The coalition told me in 2019 that they had received numerous documents from government agencies under the Public Records Act (PRA) that they wanted to make publicly accessible. To support the coalition in instrumentalizing the form of a community-based (an)archive [pictured] for the ever-growing number of documents it is receiving, I built a small, committed core team for which I was the researcher. In the archiving process, we interrogate the state language of these documents, and we will continue to cut up and rupture the meanings of these documents as we see fit.

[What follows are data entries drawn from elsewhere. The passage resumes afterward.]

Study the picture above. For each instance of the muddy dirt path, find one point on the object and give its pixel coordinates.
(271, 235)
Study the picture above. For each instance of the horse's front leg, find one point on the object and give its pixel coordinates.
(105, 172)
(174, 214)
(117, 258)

Was there a culminating project?
We developed a 30-minute-long documentary, which is available on Eyebeam’s YouTube channel, that features a series of interviews and explains our conceptual approach to the archive as we were thinking about it at the time. We are aiming to do a soft launch of the archive within the next couple of months.
How has dialogue or collaboration with Eyebeam artists and alumni factored into your work?
I see interesting overlaps in terms of the framework through which Veil Machine, the sex worker art collective, approaches the archive. I also follow in fascination the works of [Eyebeam Artist 2020] Valencia James with the Volumetric Performance Toolbox, and [Eyebeam Artist 2020] Xin Xin, who recently released the Critical Coding Workbook, for how technology can be democratized and decolonized. Additionally, [Eyebeam Artist 2020] Kyle McDonald has been an active volunteer in SLSC as a great and gracious computational tools person.
How do you think about the role of the artist in society?
I like to think that artists are overly confident amateurs. We can create and intervene how we’d like, while being able to evade expertise through the justification of being an artist. The nicest thing about being an artist is that it’s almost like an intention you take on. If done carefully, it can become a question of ethical practice.